Hawdon’s Overland Carriage Road to Port Phillip

Arrival of Mr. Hawdon OverLand - Carriage Road to Port Phillip.

South Australian Register, Adelaide

17 August 1839

We have the satisfaction to announce the arrival from Port Phillip, the Portland Bay and the Glenelg, of our esteemed friend Joseph Hawdon, to when, in conjunction with Mr. Bonney, the province of South Australia is indebted for first opening the route overland to New South Wales.

Mr. Hawdon, accompanied by Lieutenant A. M. Mundy, late of the 21st Regt., drove the whole way in a light tandem!

In our next we shall have the pleasure of laying before our readers the particulars of this interesting expedition, with which Mr. Hawdon has kindly promised to furnish us.

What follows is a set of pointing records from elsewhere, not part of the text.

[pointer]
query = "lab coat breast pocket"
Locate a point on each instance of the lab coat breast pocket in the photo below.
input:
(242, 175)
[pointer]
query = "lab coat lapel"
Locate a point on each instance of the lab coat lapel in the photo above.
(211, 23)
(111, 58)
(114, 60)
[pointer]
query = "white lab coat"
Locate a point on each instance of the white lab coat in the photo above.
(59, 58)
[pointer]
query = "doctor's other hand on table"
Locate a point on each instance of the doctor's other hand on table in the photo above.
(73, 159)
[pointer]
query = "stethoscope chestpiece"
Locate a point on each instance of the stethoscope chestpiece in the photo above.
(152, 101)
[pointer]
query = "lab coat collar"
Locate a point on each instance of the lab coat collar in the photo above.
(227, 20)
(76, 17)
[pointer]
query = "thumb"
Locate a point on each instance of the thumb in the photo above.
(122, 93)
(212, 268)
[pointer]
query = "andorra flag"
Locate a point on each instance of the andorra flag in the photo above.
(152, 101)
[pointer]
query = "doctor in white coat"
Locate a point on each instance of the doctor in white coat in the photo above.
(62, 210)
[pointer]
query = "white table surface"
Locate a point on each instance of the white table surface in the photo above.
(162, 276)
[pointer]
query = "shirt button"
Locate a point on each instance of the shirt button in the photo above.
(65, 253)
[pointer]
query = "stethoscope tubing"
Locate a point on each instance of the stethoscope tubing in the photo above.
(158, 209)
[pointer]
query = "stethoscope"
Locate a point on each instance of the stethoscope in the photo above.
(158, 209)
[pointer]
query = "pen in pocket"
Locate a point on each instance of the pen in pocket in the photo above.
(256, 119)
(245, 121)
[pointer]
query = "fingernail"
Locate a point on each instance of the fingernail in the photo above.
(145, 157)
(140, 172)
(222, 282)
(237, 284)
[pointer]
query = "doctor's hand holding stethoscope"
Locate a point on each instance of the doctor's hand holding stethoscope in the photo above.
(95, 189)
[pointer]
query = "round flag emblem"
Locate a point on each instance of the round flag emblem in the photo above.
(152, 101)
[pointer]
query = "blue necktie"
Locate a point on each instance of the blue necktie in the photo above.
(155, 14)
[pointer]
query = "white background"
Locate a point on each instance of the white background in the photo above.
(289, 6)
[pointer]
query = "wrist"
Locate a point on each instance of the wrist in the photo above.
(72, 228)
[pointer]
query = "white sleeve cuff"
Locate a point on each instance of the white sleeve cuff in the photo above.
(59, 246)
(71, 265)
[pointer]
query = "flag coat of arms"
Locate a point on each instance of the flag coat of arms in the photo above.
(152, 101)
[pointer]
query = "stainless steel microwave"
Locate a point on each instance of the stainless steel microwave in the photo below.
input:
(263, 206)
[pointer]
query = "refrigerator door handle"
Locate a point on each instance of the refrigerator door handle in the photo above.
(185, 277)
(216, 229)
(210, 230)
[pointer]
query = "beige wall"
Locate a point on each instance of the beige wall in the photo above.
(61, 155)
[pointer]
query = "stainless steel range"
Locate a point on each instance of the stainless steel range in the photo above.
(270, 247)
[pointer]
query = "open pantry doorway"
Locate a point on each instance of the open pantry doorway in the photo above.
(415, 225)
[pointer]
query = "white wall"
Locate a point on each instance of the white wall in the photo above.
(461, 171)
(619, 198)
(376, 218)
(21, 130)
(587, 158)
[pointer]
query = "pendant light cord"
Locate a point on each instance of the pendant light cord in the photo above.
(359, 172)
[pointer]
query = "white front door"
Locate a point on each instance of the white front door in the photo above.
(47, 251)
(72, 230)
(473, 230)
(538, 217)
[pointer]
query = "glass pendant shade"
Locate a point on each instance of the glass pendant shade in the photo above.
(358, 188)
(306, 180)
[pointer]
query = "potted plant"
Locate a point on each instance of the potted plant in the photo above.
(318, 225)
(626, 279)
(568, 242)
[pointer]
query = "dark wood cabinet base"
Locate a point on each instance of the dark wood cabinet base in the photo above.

In the meantime the following brief notice from Mr. Hawdon will be acceptable:-

"My friend Lieut. A. M. Mundy, late of 21st Regt., and myself, accompanied by one servant, left Melbourne on the 12th of July, and arrived at Adelaide on the 12th of August, driving a tandem the full distance.

Having occasion to pass Mount Macedon, we made a detour of nearly one hundred miles.

The full distance on the route we came was computed at about six hundred miles.

On leaving the Glenelg River, near the junction of Wannon, we steered our course to the lake bearing my name, discovered by Mr. Bonney, and from thence over the sandy country to the junction of the Murray River with Lake Alexandrina.

About thirty miles N.N.W. of the Glenelg River, at the junction of the Wannon, we discovered a fresh water lake, which I called Lake Mundy.

Although surrounded by a barren country, it is of immense importance to parties who may require to send stock to this province, fresh water being so very scarce on this route.

The journey was performed without the slightest interruption from the natives, who are not by any means numerous on this route."